Music mogul Simon Fuller, the inspiration behind the Spice Girls, and lyricist Sir Tim Rice were also in the box as Murray cruised through to the semi-finals in straight sets. Adding a touch more glamour to the proceedings, his old school pal Katharine Brown -- Miss Scotland -- was also in the crowd roaring him on.
"I went to school with her, my mum used to coach her, my brother was best friends with her brother, which was quite annoying, but obviously she's a nice girl," Murray said. "Regardless of whether it's a Miss Scotland I'm happy that one of my school friends came to watch."

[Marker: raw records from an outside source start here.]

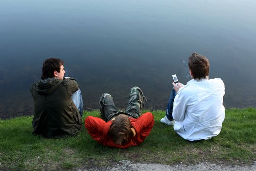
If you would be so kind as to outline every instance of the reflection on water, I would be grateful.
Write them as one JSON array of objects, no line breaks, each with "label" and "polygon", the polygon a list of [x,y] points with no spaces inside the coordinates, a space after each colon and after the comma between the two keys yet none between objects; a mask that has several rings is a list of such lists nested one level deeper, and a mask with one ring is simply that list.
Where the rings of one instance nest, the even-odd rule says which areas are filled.
[{"label": "reflection on water", "polygon": [[131,0],[0,2],[0,117],[33,113],[30,87],[43,61],[63,60],[86,107],[104,92],[125,107],[141,88],[149,109],[165,108],[171,75],[189,80],[187,58],[209,60],[226,107],[256,107],[256,1]]}]

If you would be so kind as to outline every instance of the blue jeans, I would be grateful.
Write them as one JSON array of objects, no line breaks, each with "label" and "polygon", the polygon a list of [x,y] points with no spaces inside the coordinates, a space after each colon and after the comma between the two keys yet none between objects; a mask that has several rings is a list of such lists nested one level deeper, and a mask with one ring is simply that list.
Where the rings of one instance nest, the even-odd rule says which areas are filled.
[{"label": "blue jeans", "polygon": [[81,116],[83,115],[83,98],[82,98],[82,93],[80,89],[73,93],[71,96],[71,99],[75,104],[76,108],[79,111]]},{"label": "blue jeans", "polygon": [[173,102],[174,101],[174,98],[176,95],[177,93],[175,90],[174,90],[174,88],[172,88],[171,95],[170,96],[170,98],[168,101],[168,105],[167,105],[165,113],[165,116],[170,121],[173,120],[173,118],[172,117],[172,108],[173,108]]}]

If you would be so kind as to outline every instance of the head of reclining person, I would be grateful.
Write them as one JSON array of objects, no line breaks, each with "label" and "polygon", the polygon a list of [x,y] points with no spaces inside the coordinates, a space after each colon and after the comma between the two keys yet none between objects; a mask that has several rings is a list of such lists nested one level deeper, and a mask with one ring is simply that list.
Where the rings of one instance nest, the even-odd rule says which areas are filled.
[{"label": "head of reclining person", "polygon": [[124,146],[129,143],[133,136],[131,124],[127,115],[119,114],[112,121],[109,131],[109,136],[118,145]]}]

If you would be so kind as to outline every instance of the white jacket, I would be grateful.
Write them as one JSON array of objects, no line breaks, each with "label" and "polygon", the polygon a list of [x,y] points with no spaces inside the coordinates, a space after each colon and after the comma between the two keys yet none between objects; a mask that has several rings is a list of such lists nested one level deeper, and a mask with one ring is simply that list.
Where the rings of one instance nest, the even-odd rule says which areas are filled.
[{"label": "white jacket", "polygon": [[180,88],[174,99],[174,130],[189,141],[207,140],[218,135],[225,118],[224,94],[221,79],[189,81]]}]

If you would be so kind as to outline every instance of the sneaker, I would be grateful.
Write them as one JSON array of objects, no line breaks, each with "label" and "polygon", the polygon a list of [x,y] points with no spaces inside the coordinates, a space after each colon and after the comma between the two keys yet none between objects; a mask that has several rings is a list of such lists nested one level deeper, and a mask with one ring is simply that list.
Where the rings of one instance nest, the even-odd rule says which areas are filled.
[{"label": "sneaker", "polygon": [[160,122],[167,125],[174,125],[175,123],[175,121],[174,120],[170,121],[168,119],[166,116],[164,116],[164,118],[162,118]]}]

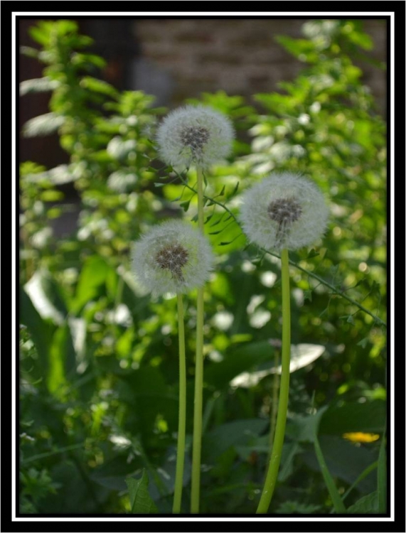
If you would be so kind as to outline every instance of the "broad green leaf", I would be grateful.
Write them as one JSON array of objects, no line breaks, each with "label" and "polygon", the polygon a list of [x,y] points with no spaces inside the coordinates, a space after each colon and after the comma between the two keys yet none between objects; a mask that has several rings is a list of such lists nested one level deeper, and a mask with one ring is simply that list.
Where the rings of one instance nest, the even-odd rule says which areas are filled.
[{"label": "broad green leaf", "polygon": [[246,419],[227,422],[203,436],[203,461],[213,462],[231,446],[245,446],[261,434],[268,426],[267,420]]},{"label": "broad green leaf", "polygon": [[35,369],[36,373],[39,371],[39,375],[43,377],[48,372],[49,351],[55,325],[50,319],[44,319],[41,316],[31,298],[22,287],[20,288],[19,320],[21,323],[28,328],[37,349],[39,364],[38,368]]},{"label": "broad green leaf", "polygon": [[[255,363],[261,362],[262,360],[267,360],[267,352],[268,353],[267,360],[269,360],[271,359],[271,353],[273,352],[273,348],[271,348],[268,341],[265,340],[260,343],[252,343],[242,348],[239,348],[239,352],[241,350],[241,353],[246,353],[250,349],[252,350],[250,360],[252,362],[252,365],[251,366],[253,366]],[[315,361],[324,353],[324,346],[318,344],[292,345],[291,346],[289,367],[291,373],[310,365],[310,363]],[[282,373],[281,365],[275,367],[274,362],[271,361],[269,365],[267,366],[268,366],[267,370],[255,370],[250,372],[245,372],[237,375],[231,382],[231,386],[245,388],[255,387],[266,376],[271,374]]]},{"label": "broad green leaf", "polygon": [[382,436],[378,458],[378,510],[386,512],[386,453],[385,451],[385,431]]},{"label": "broad green leaf", "polygon": [[[319,436],[319,443],[331,475],[349,485],[354,483],[377,459],[376,453],[364,446],[357,446],[341,437],[328,435]],[[317,458],[314,453],[304,452],[301,458],[309,468],[320,470]],[[375,490],[376,478],[373,472],[370,472],[365,478],[358,480],[358,487],[365,493]]]},{"label": "broad green leaf", "polygon": [[347,497],[347,496],[350,494],[350,492],[356,488],[356,487],[358,485],[358,484],[360,483],[360,481],[362,481],[366,476],[370,474],[371,472],[373,472],[376,467],[378,466],[378,461],[375,461],[375,463],[373,463],[372,465],[370,465],[369,466],[367,466],[367,468],[364,470],[363,472],[361,472],[361,473],[358,475],[358,477],[356,478],[356,480],[354,481],[354,483],[351,485],[351,486],[346,490],[344,495],[343,495],[343,501]]},{"label": "broad green leaf", "polygon": [[106,281],[109,269],[105,259],[99,256],[92,255],[86,259],[76,289],[73,305],[74,312],[79,313],[87,302],[96,297],[100,286]]},{"label": "broad green leaf", "polygon": [[125,490],[125,479],[129,472],[135,472],[143,466],[139,456],[136,456],[129,464],[128,453],[115,452],[115,457],[92,470],[90,478],[97,485],[105,487],[110,490]]},{"label": "broad green leaf", "polygon": [[39,77],[33,80],[26,80],[20,83],[20,96],[24,96],[31,92],[46,92],[53,91],[59,87],[59,82],[50,80],[48,77]]},{"label": "broad green leaf", "polygon": [[128,487],[132,513],[152,515],[158,512],[156,505],[148,492],[149,479],[145,469],[142,470],[141,479],[127,478],[125,481]]},{"label": "broad green leaf", "polygon": [[42,318],[58,325],[63,323],[68,309],[58,284],[47,271],[38,270],[26,284],[24,291]]},{"label": "broad green leaf", "polygon": [[360,404],[351,402],[341,407],[329,407],[320,424],[320,433],[343,435],[345,433],[381,433],[386,417],[386,402],[373,400]]},{"label": "broad green leaf", "polygon": [[112,85],[92,76],[84,76],[80,80],[80,87],[107,96],[116,97],[117,95],[117,92]]},{"label": "broad green leaf", "polygon": [[344,506],[344,504],[343,503],[343,500],[341,500],[340,493],[338,492],[337,488],[336,487],[334,480],[333,479],[331,475],[330,474],[330,472],[328,471],[327,464],[323,456],[323,452],[321,451],[321,448],[320,447],[320,444],[319,443],[319,439],[317,438],[317,436],[316,435],[314,436],[314,450],[316,451],[316,456],[317,457],[317,461],[319,461],[320,469],[321,470],[323,478],[324,478],[324,482],[327,487],[327,490],[328,490],[330,497],[333,500],[333,505],[334,505],[336,512],[341,514],[345,513],[346,507]]},{"label": "broad green leaf", "polygon": [[273,360],[274,348],[267,340],[250,343],[234,350],[230,349],[229,351],[230,353],[223,361],[213,362],[205,370],[205,381],[219,389],[229,384],[233,387],[243,386],[240,382],[231,380],[245,370]]},{"label": "broad green leaf", "polygon": [[124,141],[122,137],[113,137],[107,145],[107,152],[114,159],[124,160],[130,152],[135,150],[137,142],[134,139],[129,139]]},{"label": "broad green leaf", "polygon": [[363,496],[347,510],[350,515],[371,515],[380,512],[378,510],[378,497],[376,492]]},{"label": "broad green leaf", "polygon": [[75,181],[78,176],[72,171],[68,165],[58,165],[45,172],[30,173],[25,176],[25,179],[32,183],[46,182],[53,185],[63,185]]},{"label": "broad green leaf", "polygon": [[65,124],[65,117],[56,113],[46,113],[27,121],[23,128],[24,137],[50,135]]}]

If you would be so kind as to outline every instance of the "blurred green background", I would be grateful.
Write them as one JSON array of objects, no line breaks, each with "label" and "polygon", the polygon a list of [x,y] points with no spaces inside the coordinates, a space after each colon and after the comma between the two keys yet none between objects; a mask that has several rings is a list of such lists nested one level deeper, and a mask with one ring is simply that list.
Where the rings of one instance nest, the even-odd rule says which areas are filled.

Scottish actor Ewan McGregor and British pop legend Sir Cliff Richard were among the fans on Centre Court for Murray's fourth round match on Monday, the first competitive game to be entirely played under the new Centre Court roof.
Earlier in the tournament, Murray received a letter from Queen Elizabeth II congratulating him on becoming the first British man to win Queen's, the pre-Wimbledon grass court warm-up tournament, since Bunny Austin's triumph in 1938.
The letter raised hopes that Queen Elizabeth could attend Wimbledon for the first time since her jubilee year in 1977, when Britain's Virginia Wade won the women's title. Scottish actor Sir Sean Connery has also sent him a good luck message.
"I got a handwritten note from Cliff Richard this morning," Murray said.
Asked about being watched by "Titanic" star Winslet, the 22-year-old said it all added to the glamour of tennis.
"I think it's good for tennis any time you get big stars or celebrities coming to watch. It makes it cooler for kids which is important in this country."
Despite the celebrity backing, the laid-back Murray said he was not letting the Wimbledon hype get to him.
"It doesn't make any difference to the way you perform," he said. "If you ignore it you don't realise it's happening."